The university and college years, especially the early ones, can be stressful, which affects sleep quality. Also, due to the new relationships and environment of campus, your social life can gear up significantly. You may find that the three factors of social life, stress, and sleep are intertwined. Social lives can cause stress, but social support is also very important for stress management. If you give more hours to your social life, you will have less time for academic work and sleep. Being pressed for time and underslept can also cause stress. Learning to balance the competing demands of all that you have to do and all that you want to do is a challenge that you will likely have for all of your working years. Learning this balance will serve you well, both now and in the future. Two important keys are keeping the positive energy and getting professional help if needed.
Keeping the Positive Energy: Habitual Movement Is Key
Of all of the stress-management strategies outlined in this chapter, a relatively high level of exercise and physical activity is one of the most important. Being regularly physically active at a moderate to vigorous intensity, especially the cardiorespiratory and resistance training modes, can help manage stress and reduce the risks for anxiety disorders and mild depression. This level of activity is also linked with improved sleep quality (Office of Disease Prevention and Health 2008). Finally, regular activity can also help you maintain mental and physical energy (Puetz, O'Connor, and Dishman 2006), which can help you accomplish the have to do and the want to do tasks on your list. In this way, your daily movement is the cornerstone of your plan to keep you spiraling up instead of down in your sleep behaviour and stress responses.
Know When to Get Help
Triggering your stress response can be unpleasant, which is why most people define stress in a negative way. Triggering your stress response now and again is not a problem for most of us. But for some people, repeated or sustained stress-response activation can lead to more serious mental health challenges, including anxiety disorders and depression.

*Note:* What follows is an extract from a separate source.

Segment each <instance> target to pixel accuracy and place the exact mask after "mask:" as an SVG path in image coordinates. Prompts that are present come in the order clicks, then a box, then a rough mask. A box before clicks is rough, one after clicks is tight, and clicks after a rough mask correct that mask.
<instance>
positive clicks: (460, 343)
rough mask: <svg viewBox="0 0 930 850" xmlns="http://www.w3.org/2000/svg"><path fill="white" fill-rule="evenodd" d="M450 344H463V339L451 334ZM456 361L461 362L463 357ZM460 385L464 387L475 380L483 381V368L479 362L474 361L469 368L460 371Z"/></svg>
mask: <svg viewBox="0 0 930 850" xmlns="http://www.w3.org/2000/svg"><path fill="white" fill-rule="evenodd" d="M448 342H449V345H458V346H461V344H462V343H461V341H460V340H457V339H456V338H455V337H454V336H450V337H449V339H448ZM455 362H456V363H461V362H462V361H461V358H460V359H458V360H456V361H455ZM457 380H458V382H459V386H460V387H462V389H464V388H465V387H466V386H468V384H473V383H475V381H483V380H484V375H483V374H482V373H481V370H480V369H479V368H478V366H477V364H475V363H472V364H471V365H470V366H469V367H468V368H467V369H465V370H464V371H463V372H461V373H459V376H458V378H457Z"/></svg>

Chronic stress can progress to an anxiety disorder (National Institute of Mental Health 2016a). For example, generalized anxiety disorder is a condition where a person displays excessive anxiety and worry for months, with several relatively intense symptoms that do not go away and can get worse with time. Panic disorder presents with recurrent unexpected panic attacks, which are sudden periods of intense fear that might include heart pounding (palpitations), sweating, trembling, sensations of choking, shortness of breath, and sometimes a feeling of impending doom. People with social anxiety disorder have a marked fear of social or performance situations in which they expect to be embarrassed, judged, or rejected, triggering a stress response. Anxiety disorders can greatly reduce quality of life, causing great distress, straining class or work performance, and hindering relationships
Also related to stress and a close cousin to anxiety disorders is depression. Many different types of depression exist, and the most concerning type is major depressive disorder, or clinical depression. Symptoms include persistent sadness, feelings of hopelessness, changes in sleep patterns (difficulty sleeping, early-morning awakening, or oversleeping), changes in appetite or weight, decreased energy, and aches and pains that occur for at least two weeks (National Institute of Mental Health 2016b). This is not a mild case of the blues in response to a temporary event. A defining feature of depression is loss of pleasure. Along with major depression, great grief and guilt also occur; these can be incapacitating. Unfortunately, depression is highly linked to suicide.
When you experience a “warning light” with respect to sustained stress symptoms, try to manage your stress response through the strategies described in this chapter. If you find that after a few weeks you are unable to do so, get some help to prevent longer-term health issues. Sometimes, there are medical reasons for anxiety or depression. For example, some medications have side effects that can mimic anxiety disorders or depressive symptoms. Low blood sugar can also cause feelings of anxiety. Seeing a health care professional can help you sort through the various physiological, situational, or emotional reasons for your current struggle. Nearly all universities and colleges have a student health centre that offers services for both medical and psychological challenges that students routinely face. Know your resources, and get help sooner rather than later.